Section 14-24.Motion To Postpone; Absent Witness; Missing Evidence
Current through August 12, 2025 (2026 Practice Book edition) · Last verified July 9, 2026
Full Text of Section 14-24
Amendment History
(P.B. 1978-1997, Sec. 280.)
Plain-English Summary
When a party asks to postpone or continue a trial because a material witness cannot be present, the adverse party or the court may require the request to be backed by an affidavit. That affidavit must name the absent witness, if known, and state the particular facts the witness is believed able to prove, along with the grounds for that belief.
The court may refuse to grant the continuance in two situations. First, if there is no good reason why the party seeking the delay failed to properly prepare to have the witness present. Second, if the opposing party agrees to admit that the absent witness would testify to the facts stated in the affidavit, and agrees that those facts can be received as evidence at trial as though the witness had testified. That agreement must be written at the foot of the affidavit and signed by the party or attorney.

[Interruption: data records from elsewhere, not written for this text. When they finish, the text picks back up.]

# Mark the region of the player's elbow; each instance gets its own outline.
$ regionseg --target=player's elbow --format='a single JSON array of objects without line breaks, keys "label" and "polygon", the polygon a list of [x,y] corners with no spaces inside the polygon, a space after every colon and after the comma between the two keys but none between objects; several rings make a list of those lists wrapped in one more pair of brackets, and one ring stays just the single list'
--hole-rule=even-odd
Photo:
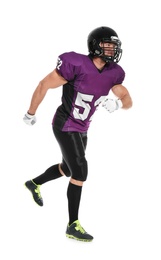
[{"label": "player's elbow", "polygon": [[123,109],[130,109],[133,106],[133,101],[130,95],[125,95],[122,99]]}]

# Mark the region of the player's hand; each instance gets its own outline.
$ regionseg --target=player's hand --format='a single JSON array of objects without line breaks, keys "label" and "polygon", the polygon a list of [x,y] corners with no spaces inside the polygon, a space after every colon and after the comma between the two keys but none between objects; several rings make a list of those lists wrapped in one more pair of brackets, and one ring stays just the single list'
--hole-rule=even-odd
[{"label": "player's hand", "polygon": [[109,112],[112,113],[115,110],[122,107],[122,101],[120,99],[110,99],[107,98],[103,102],[102,106]]},{"label": "player's hand", "polygon": [[34,125],[36,123],[36,116],[35,115],[30,115],[29,113],[26,113],[24,115],[23,121],[27,124],[27,125]]}]

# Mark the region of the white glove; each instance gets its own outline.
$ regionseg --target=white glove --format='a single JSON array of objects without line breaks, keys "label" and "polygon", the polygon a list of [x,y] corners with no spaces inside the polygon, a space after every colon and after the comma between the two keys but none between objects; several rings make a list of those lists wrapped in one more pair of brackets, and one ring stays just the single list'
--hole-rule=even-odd
[{"label": "white glove", "polygon": [[122,107],[122,101],[120,99],[110,99],[107,98],[103,102],[102,106],[109,112],[112,113],[115,110],[119,109]]},{"label": "white glove", "polygon": [[29,113],[26,113],[24,115],[23,121],[27,124],[27,125],[34,125],[36,123],[36,116],[35,115],[30,115]]}]

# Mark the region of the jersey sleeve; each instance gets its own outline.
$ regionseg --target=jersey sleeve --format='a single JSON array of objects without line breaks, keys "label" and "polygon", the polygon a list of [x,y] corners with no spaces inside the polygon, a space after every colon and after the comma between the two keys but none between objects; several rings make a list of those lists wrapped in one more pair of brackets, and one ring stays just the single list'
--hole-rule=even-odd
[{"label": "jersey sleeve", "polygon": [[79,56],[77,57],[76,53],[64,53],[58,57],[56,69],[67,81],[72,81],[75,78],[79,73],[79,68]]},{"label": "jersey sleeve", "polygon": [[115,79],[115,85],[122,84],[125,79],[125,71],[119,66],[118,67],[118,74]]}]

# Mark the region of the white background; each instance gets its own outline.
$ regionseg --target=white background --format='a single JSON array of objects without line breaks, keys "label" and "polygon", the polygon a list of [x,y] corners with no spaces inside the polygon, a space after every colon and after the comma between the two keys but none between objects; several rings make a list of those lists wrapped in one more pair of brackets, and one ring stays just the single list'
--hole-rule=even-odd
[{"label": "white background", "polygon": [[[1,259],[161,259],[159,9],[156,0],[1,1]],[[47,93],[36,125],[22,118],[57,56],[86,54],[88,33],[102,25],[123,43],[119,64],[134,105],[100,108],[91,123],[80,222],[94,241],[81,243],[65,237],[69,179],[42,186],[42,208],[23,185],[61,159],[51,129],[61,87]]]}]

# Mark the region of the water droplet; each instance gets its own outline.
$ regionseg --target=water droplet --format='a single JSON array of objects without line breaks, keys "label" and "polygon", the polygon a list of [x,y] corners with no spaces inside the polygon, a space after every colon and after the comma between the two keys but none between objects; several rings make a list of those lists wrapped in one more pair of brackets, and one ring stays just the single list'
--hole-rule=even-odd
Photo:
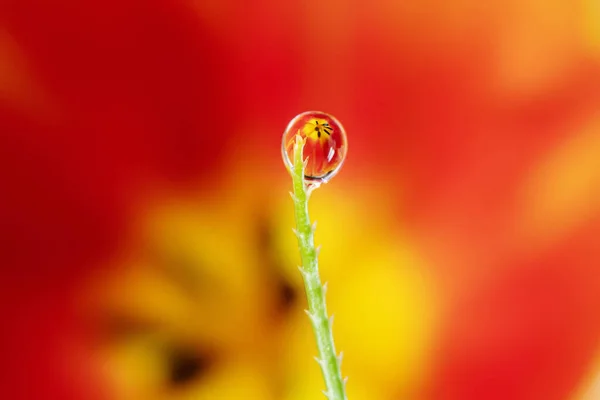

The same rule applies when the motion is based on the absence of a material document or other evidence needed for trial, rather than a witness.
Frequently Asked Questions
What must an affidavit for a missing witness continuance include?
It must state the name of the absent witness, if known, and the particular facts the witness is believed able to prove, along with the grounds for that belief.
Can a court deny a continuance even if a witness is absent?
Yes, the court may refuse the continuance if there is no good reason the party did not properly prepare to have the witness present.
How can the opposing party avoid a delay under this rule?
The opposing party can agree in writing, at the foot of the affidavit, that the absent witness would testify to the stated facts and that those facts may be received as evidence just as if the witness had testified in person.
Does this rule cover missing documents as well as missing witnesses?
Yes, subsection (b) applies the same rule to a motion grounded on the want of a material document or other evidence needed at trial.